Protein is an essential part of a balanced diet and vital for growing and repairing cells. Many get the recommended daily intake or RDA (46g for women, 56g for men) from red meat, which is also rich in iron and vitamin B12. But what are the protein-rich alternatives to meat, if you're trying to cut down on meat or eat a more plant-based diet?

The good news is that there are lot of protein-rich alternatives to meat out there to experiment with and we've got 13 of them for you to try...

Vegan Protein: Protein-Rich Alternatives To Meat

1. Quinoa

protein-rich alternatives to meat: quinoa salad

Grains are a fantastic source of protein and relatively economical; a handful goes a long way! Trendy grain quinoa contains all 8 essential amino acids, making it more nutritious than rice and couscous but just as filling. When cooked, it has a fluffy texture and nutty taste - the perfect accompaniment to curries and salads. Regarded by the Incas as the sacred "mother grain", gluten-free quinoa is a fully fledged foodie favourite.
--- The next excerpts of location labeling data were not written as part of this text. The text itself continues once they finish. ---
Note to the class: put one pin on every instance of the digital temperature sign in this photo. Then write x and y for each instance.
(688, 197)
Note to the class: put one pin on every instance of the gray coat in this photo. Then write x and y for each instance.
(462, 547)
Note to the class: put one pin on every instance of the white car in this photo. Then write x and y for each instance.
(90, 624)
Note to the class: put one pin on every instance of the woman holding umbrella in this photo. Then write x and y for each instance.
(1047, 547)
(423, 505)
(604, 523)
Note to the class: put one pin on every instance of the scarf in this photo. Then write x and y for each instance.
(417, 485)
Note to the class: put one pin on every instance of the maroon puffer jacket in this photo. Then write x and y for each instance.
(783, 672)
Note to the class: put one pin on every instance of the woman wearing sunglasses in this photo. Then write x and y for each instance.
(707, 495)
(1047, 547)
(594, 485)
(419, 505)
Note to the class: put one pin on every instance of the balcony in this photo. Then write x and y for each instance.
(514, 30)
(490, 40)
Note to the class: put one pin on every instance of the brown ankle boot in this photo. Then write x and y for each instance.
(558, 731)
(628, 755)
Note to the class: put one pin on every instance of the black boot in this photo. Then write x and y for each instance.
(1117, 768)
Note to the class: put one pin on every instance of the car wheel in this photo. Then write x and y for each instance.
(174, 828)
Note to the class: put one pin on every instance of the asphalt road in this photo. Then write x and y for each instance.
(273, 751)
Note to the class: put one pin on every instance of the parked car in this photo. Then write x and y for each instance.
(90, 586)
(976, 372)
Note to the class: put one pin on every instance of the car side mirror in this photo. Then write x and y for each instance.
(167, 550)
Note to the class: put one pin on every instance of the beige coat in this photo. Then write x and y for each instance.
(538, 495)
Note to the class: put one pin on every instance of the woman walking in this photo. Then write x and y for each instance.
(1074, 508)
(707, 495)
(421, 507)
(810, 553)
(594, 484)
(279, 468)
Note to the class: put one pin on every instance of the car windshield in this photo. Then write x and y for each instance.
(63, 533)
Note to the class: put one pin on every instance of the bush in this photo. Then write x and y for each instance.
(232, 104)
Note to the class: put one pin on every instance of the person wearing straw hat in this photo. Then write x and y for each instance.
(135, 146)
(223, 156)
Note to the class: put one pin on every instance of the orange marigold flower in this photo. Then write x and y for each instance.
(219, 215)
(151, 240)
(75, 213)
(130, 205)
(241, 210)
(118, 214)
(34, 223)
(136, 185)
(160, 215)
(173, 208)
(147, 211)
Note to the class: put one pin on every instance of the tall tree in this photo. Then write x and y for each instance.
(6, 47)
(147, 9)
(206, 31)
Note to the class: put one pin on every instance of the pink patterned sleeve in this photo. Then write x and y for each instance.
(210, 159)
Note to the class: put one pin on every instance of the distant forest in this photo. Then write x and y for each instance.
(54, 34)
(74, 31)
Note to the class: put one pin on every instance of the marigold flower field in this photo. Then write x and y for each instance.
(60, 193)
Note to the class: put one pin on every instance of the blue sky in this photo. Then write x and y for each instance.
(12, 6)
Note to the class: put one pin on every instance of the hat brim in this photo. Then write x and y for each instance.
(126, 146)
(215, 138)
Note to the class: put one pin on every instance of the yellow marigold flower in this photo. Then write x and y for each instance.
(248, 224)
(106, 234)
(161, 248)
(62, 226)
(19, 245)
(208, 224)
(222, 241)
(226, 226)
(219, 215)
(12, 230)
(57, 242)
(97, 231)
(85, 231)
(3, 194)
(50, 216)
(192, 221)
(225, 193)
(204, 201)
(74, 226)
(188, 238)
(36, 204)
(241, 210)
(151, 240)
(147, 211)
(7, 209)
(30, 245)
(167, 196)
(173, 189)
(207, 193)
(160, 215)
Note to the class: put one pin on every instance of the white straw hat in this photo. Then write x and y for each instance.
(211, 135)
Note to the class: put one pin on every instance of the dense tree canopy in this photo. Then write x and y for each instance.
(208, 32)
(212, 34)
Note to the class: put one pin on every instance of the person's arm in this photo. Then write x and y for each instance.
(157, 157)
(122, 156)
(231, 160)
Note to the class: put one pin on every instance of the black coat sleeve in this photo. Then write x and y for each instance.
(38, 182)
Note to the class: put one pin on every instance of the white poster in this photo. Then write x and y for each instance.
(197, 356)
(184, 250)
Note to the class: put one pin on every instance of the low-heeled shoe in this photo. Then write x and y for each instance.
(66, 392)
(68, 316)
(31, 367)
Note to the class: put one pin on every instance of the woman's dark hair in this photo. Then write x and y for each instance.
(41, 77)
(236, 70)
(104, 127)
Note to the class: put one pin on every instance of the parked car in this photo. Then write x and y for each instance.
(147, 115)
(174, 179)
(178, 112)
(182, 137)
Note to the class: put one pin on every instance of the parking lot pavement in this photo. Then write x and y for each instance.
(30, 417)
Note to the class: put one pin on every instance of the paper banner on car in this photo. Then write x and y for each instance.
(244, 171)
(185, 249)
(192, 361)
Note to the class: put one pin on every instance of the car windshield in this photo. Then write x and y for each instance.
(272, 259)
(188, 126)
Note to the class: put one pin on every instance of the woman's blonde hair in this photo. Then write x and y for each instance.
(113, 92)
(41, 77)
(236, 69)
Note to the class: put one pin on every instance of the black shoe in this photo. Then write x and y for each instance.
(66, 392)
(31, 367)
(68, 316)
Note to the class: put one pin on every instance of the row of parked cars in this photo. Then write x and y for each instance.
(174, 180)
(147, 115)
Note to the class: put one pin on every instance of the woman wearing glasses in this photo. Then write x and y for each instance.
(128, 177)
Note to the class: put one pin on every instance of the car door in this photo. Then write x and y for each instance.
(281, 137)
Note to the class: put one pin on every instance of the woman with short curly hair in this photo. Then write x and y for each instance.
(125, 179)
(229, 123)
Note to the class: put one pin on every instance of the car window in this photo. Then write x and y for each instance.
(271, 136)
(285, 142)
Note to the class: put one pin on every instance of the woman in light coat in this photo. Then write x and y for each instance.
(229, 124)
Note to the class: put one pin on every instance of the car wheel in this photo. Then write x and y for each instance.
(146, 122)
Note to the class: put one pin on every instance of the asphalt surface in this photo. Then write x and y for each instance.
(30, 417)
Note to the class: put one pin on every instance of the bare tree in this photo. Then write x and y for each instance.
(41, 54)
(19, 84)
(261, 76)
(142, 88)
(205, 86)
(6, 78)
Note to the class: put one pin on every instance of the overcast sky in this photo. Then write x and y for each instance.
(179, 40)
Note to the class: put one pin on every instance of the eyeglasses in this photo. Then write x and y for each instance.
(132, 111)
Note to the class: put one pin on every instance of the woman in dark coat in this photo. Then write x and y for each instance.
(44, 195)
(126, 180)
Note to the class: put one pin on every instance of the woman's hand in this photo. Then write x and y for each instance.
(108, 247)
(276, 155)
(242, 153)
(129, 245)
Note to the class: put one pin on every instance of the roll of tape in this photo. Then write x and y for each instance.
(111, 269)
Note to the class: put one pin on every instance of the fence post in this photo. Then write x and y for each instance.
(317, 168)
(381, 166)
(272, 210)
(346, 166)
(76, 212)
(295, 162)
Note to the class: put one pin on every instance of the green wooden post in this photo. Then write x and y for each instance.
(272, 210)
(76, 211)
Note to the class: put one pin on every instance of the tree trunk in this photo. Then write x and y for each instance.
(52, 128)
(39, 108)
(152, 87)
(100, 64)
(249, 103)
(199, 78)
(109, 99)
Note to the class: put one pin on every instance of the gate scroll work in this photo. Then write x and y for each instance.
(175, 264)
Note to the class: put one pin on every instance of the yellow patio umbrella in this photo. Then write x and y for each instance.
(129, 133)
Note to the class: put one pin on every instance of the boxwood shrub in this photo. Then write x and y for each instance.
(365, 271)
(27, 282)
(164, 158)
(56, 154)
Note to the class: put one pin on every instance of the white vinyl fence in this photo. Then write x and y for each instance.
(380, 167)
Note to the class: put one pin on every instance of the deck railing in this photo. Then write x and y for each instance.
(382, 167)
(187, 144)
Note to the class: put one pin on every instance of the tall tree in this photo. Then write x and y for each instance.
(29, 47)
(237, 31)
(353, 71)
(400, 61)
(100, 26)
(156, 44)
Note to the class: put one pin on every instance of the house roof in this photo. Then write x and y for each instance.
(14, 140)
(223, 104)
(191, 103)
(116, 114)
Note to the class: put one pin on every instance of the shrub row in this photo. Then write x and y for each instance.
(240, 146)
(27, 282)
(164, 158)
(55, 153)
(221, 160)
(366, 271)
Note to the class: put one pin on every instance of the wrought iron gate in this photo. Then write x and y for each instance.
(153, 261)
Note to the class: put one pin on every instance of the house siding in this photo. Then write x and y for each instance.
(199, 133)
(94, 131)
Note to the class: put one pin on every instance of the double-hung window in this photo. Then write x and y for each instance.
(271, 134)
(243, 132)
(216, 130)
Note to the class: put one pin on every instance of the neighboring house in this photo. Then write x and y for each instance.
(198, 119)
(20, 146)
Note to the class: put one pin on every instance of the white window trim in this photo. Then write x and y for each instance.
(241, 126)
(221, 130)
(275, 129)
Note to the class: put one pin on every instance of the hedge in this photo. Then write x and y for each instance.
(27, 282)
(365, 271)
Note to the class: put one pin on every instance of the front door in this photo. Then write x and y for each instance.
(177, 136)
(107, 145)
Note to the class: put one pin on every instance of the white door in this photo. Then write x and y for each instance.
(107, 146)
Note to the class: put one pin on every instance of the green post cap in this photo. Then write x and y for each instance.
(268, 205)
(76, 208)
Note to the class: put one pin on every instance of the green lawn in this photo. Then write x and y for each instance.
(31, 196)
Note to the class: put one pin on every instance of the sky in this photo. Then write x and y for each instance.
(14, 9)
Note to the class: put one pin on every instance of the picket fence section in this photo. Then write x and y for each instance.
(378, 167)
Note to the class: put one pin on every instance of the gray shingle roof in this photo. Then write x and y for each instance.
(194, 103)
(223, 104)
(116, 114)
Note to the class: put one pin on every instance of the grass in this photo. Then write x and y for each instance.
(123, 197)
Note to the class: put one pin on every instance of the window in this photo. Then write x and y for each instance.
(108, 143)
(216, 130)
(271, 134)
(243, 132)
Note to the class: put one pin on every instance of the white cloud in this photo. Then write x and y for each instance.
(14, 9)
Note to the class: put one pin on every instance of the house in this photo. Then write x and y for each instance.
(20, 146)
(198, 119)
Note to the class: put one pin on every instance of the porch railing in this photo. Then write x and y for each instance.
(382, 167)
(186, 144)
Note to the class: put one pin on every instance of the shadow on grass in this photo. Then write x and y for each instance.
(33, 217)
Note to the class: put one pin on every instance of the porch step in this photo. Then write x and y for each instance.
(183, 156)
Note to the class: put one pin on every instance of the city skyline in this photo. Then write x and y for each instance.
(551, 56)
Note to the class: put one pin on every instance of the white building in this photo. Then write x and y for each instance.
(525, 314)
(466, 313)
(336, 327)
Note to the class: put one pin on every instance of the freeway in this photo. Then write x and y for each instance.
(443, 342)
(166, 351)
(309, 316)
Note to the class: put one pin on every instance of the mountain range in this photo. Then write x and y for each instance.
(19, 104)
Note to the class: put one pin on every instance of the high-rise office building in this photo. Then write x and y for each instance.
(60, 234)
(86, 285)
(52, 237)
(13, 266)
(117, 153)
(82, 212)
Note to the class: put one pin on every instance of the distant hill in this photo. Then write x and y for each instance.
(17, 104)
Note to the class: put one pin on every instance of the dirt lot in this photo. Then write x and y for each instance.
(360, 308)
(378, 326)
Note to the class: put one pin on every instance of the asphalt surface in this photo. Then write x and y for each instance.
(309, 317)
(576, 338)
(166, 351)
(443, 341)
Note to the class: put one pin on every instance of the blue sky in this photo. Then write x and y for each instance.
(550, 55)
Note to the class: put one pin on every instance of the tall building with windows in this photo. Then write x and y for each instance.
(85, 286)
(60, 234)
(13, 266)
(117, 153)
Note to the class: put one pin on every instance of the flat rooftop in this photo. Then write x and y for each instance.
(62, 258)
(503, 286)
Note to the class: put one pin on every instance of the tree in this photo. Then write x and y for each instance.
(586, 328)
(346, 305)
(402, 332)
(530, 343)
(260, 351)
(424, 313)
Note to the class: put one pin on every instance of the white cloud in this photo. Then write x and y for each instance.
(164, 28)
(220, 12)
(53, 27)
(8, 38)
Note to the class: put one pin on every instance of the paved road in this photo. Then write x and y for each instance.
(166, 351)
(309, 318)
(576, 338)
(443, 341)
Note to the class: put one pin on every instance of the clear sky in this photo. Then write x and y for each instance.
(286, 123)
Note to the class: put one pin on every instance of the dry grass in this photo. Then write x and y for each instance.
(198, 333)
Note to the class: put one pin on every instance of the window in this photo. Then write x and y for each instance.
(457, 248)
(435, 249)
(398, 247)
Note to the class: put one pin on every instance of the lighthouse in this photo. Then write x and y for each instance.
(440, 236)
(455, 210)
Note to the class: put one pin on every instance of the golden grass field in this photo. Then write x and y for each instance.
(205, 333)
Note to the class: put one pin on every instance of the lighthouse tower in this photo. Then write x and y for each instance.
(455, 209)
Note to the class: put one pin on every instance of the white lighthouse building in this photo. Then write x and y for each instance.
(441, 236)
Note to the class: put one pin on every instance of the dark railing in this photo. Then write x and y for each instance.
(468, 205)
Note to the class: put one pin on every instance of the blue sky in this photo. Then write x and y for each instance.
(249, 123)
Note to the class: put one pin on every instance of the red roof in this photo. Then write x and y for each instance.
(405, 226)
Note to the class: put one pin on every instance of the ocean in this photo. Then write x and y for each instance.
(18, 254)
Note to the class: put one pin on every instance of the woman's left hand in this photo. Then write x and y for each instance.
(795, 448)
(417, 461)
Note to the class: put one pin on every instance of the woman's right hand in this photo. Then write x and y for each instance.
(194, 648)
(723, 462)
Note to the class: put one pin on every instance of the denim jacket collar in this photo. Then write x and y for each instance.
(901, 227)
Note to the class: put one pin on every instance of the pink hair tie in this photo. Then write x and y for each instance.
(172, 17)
Try it: Curried quinoa with apple and spinach

2. Tofu

protein-rich alternatives to meat: tofu salad

Tofu, also known as bean curd, is made from soya bean milk. It is an extremely low-fat and nutritious alternative to meat, containing high amounts of protein, calcium and vitamin E. It's extremely versatile and flavoursome when you cook it well.

Try it: Tofu and peanut stir-fry with ramen noodles

3. Mushrooms

protein-rich alternatives to meat: mushrooms

The mighty mushroom has twice the amount of protein than most vegetables, making it a great addition to pastas, pies and all sorts. The chewy texture gives you something to really sink your teeth into, making larger Portobello mushrooms a satisfying replacement for burgers! Combine with other protein-rich foods such as eggs, tofu and pulses for a super healthy meat-free meal.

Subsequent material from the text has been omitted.